Using Libraries (torch, torch.nn, tensorflow, keras)

import torch
import torch.nn as nn

# PyTorch LSTM Implementation
class LSTMModel(nn.Module):
    def __init__(self, input_size, hidden_size, num_layers, num_classes, dropout=0.5, bidirectional=False):
        super(LSTMModel, self).__init__()
        self.hidden_size = hidden_size
        self.num_layers = num_layers
        self.bidirectional = bidirectional
        self.num_directions = 2 if bidirectional else 1
        
        # LSTM layer
        self.lstm = nn.LSTM(input_size, hidden_size, num_layers, 
                           batch_first=True, dropout=dropout if num_layers > 1 else 0, 
                           bidirectional=bidirectional)
        
        # Dropout
        self.dropout = nn.Dropout(dropout)
        
        # Fully connected layer
        self.fc = nn.Linear(hidden_size * self.num_directions, num_classes)
    
    def forward(self, x):
        # Initialize hidden and cell states
        h0 = torch.zeros(self.num_layers * self.num_directions, x.size(0), self.hidden_size).to(x.device)
        c0 = torch.zeros(self.num_layers * self.num_directions, x.size(0), self.hidden_size).to(x.device)
        
        # Forward propagate LSTM
        out, _ = self.lstm(x, (h0, c0))  # out: tensor of shape (batch, seq_length, hidden_size)
        
        # Decode the hidden state of the last time step
        out = out[:, -1, :]
        out = self.dropout(out)
        out = self.fc(out)
        return out

# PyTorch GRU Implementation
class GRUModel(nn.Module):
    def __init__(self, input_size, hidden_size, num_layers, num_classes, dropout=0.5, bidirectional=False):
        super(GRUModel, self).__init__()
        self.hidden_size = hidden_size
        self.num_layers = num_layers
        self.bidirectional = bidirectional
        self.num_directions = 2 if bidirectional else 1
        
        self.gru = nn.GRU(input_size, hidden_size, num_layers, 
                         batch_first=True, dropout=dropout if num_layers > 1 else 0, 
                         bidirectional=bidirectional)
        
        self.dropout = nn.Dropout(dropout)
        self.fc = nn.Linear(hidden_size * self.num_directions, num_classes)
    
    def forward(self, x):
        h0 = torch.zeros(self.num_layers * self.num_directions, x.size(0), self.hidden_size).to(x.device)
        out, _ = self.gru(x, h0)
        out = out[:, -1, :]
        out = self.dropout(out)
        out = self.fc(out)
        return out

# Usage example
vocab_size = 10000
embedding_dim = 128
hidden_size = 256
num_layers = 2
num_classes = 5  # e.g., sentiment classes

# For text classification with embeddings
class TextClassifier(nn.Module):
    def __init__(self):
        super(TextClassifier, self).__init__()
        self.embedding = nn.Embedding(vocab_size, embedding_dim)
        self.lstm = nn.LSTM(embedding_dim, hidden_size, num_layers, 
                           batch_first=True, dropout=0.5, bidirectional=True)
        self.fc = nn.Linear(hidden_size * 2, num_classes)
    
    def forward(self, x):
        embedded = self.embedding(x)
        lstm_out, (hidden, cell) = self.lstm(embedded)
        # Concatenate final forward and backward hidden states
        hidden = torch.cat((hidden[-2,:,:], hidden[-1,:,:]), dim=1)
        return self.fc(hidden)

model = TextClassifier()

# Sample input: batch_size=2, sequence_length=20
sample_input = torch.randint(0, vocab_size, (2, 20))
output = model(sample_input)
print(f'Output shape: {output.shape}')  # [2, 5]

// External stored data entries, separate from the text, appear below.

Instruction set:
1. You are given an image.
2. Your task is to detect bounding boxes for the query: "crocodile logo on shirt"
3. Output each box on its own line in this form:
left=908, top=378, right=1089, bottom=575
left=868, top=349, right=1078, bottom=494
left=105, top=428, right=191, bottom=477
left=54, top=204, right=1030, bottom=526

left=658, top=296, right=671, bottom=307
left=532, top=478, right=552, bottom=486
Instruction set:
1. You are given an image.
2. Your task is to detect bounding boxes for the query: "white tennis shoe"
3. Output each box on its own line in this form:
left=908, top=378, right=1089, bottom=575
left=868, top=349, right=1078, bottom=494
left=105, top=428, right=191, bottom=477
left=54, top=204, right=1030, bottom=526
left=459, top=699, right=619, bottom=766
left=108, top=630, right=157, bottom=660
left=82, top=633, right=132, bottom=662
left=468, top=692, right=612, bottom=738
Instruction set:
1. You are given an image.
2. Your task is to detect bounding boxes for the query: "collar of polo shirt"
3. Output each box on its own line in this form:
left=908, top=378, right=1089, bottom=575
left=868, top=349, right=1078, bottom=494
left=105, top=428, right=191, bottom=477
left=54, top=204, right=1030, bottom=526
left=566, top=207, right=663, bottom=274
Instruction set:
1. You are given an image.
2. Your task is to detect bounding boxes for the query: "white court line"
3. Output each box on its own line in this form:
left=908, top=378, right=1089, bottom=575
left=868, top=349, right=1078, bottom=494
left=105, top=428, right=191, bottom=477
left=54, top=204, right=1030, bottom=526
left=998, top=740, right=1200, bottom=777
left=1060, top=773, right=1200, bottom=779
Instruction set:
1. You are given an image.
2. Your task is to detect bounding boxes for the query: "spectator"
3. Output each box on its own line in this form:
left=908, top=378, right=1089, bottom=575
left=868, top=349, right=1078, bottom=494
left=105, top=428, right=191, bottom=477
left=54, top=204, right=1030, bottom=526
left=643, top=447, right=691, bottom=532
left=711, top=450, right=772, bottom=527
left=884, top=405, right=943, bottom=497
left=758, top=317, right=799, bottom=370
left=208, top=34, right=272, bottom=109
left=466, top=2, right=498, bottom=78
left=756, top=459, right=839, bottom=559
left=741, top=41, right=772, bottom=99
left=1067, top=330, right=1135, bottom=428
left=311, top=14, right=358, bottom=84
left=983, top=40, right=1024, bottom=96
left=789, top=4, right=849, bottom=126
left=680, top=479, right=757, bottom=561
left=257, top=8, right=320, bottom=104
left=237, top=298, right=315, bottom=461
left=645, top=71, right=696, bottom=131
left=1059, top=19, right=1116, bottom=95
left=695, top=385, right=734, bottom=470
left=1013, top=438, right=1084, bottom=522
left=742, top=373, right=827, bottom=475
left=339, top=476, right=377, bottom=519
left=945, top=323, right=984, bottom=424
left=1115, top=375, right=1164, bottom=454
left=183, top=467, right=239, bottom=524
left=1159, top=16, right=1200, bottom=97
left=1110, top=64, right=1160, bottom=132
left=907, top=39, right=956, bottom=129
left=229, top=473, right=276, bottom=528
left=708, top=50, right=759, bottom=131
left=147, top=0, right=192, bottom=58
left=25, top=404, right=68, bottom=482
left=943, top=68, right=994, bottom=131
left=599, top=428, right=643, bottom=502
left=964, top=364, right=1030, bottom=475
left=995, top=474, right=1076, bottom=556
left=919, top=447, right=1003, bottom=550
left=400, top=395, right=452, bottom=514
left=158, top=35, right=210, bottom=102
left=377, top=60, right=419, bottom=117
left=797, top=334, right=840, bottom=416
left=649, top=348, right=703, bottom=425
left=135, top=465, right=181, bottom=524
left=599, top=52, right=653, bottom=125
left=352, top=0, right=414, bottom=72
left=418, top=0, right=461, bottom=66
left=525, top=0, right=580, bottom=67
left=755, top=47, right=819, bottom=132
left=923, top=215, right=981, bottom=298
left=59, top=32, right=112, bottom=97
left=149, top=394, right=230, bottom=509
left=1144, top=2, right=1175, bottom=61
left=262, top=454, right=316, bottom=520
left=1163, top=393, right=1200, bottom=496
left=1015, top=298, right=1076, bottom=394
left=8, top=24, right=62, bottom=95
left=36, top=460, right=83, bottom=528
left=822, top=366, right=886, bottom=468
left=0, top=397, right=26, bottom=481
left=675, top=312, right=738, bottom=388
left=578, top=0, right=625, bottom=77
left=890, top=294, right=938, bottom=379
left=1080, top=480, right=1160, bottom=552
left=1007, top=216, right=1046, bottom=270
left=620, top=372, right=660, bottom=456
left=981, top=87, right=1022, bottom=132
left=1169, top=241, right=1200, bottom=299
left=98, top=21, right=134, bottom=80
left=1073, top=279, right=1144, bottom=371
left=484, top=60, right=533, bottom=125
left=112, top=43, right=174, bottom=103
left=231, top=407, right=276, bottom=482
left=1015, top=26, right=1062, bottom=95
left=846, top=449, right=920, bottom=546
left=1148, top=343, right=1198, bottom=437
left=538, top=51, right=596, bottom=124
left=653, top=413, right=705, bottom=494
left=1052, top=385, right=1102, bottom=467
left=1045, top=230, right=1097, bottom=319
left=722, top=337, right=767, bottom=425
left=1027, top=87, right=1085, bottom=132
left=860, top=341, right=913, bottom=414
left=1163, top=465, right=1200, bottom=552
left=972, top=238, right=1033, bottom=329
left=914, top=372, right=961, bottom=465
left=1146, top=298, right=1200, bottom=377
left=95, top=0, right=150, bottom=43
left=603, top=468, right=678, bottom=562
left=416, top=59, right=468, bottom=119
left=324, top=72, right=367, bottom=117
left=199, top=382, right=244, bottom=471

# TensorFlow/Keras Implementation
import tensorflow as tf
from tensorflow.keras import layers, Model

def create_lstm_model(vocab_size, embedding_dim, hidden_units, num_classes):
    inputs = tf.keras.Input(shape=(None,))
    x = layers.Embedding(vocab_size, embedding_dim)(inputs)
    x = layers.LSTM(hidden_units, return_sequences=False, dropout=0.5)(x)
    x = layers.Dense(64, activation='relu')(x)
    outputs = layers.Dense(num_classes, activation='softmax')(x)
    return Model(inputs, outputs)

def create_bidirectional_lstm(vocab_size, embedding_dim, hidden_units, num_classes):
    inputs = tf.keras.Input(shape=(None,))
    x = layers.Embedding(vocab_size, embedding_dim)(inputs)
    x = layers.Bidirectional(layers.LSTM(hidden_units, return_sequences=True, dropout=0.5))(x)
    x = layers.Bidirectional(layers.LSTM(hidden_units // 2, dropout=0.5))(x)
    outputs = layers.Dense(num_classes, activation='softmax')(x)
    return Model(inputs, outputs)

# Stacked LSTM for sequence generation
class SequenceGenerator(nn.Module):
    def __init__(self, vocab_size, embed_size, hidden_size, num_layers):
        super(SequenceGenerator, self).__init__()
        self.embed = nn.Embedding(vocab_size, embed_size)
        self.lstm = nn.LSTM(embed_size, hidden_size, num_layers, batch_first=True)
        self.fc = nn.Linear(hidden_size, vocab_size)
    
    def forward(self, x, hidden=None):
        embedded = self.embed(x)
        output, hidden = self.lstm(embedded, hidden)
        output = self.fc(output)
        return output, hidden
    
    def generate(self, start_token, max_length=100, temperature=1.0):
        current = torch.tensor([[start_token]])
        hidden = None
        output_tokens = [start_token]
        
        for _ in range(max_length):
            logits, hidden = self.forward(current, hidden)
            logits = logits[:, -1, :] / temperature
            probs = torch.softmax(logits, dim=-1)
            current = torch.multinomial(probs, num_samples=1)
            output_tokens.append(current.item())
        
        return output_tokens

When to Use

✅ Appropriate Use Cases:

Sequential data where order matters (time series, text, speech)
When input/output sequences have variable lengths
Problems requiring memory of past context (language modeling)
Small to medium-sized datasets where Transformers would overfit
Resource-constrained environments (mobile, edge devices)
When strong sequential inductive bias is beneficial

❌ Avoid When:

Long sequences (> 1000 tokens) where attention mechanisms perform better
When parallel computation is critical (RNNs are inherently sequential)
Tasks where global context matters more than local patterns
When you have abundant compute and data (Transformers usually win)
Problems that can be framed as non-sequential (use feedforward networks)
When training time is limited (RNNs train slower than CNNs on fixed-size inputs)

Common Pitfalls

Not initializing hidden states properly causing training instability
Forgetting to pack padded sequences leading to computation on padding tokens
Using too many layers causing overfitting on small sequence datasets
Not using teacher forcing during sequence generation training
Applying dropout to recurrent connections (should only apply to non-recurrent)
Using ReLU instead of tanh in vanilla RNN (causes exploding gradients)
Not handling variable-length sequences with masking or packing
Bidirectional RNNs in autoregressive generation (leaks future information)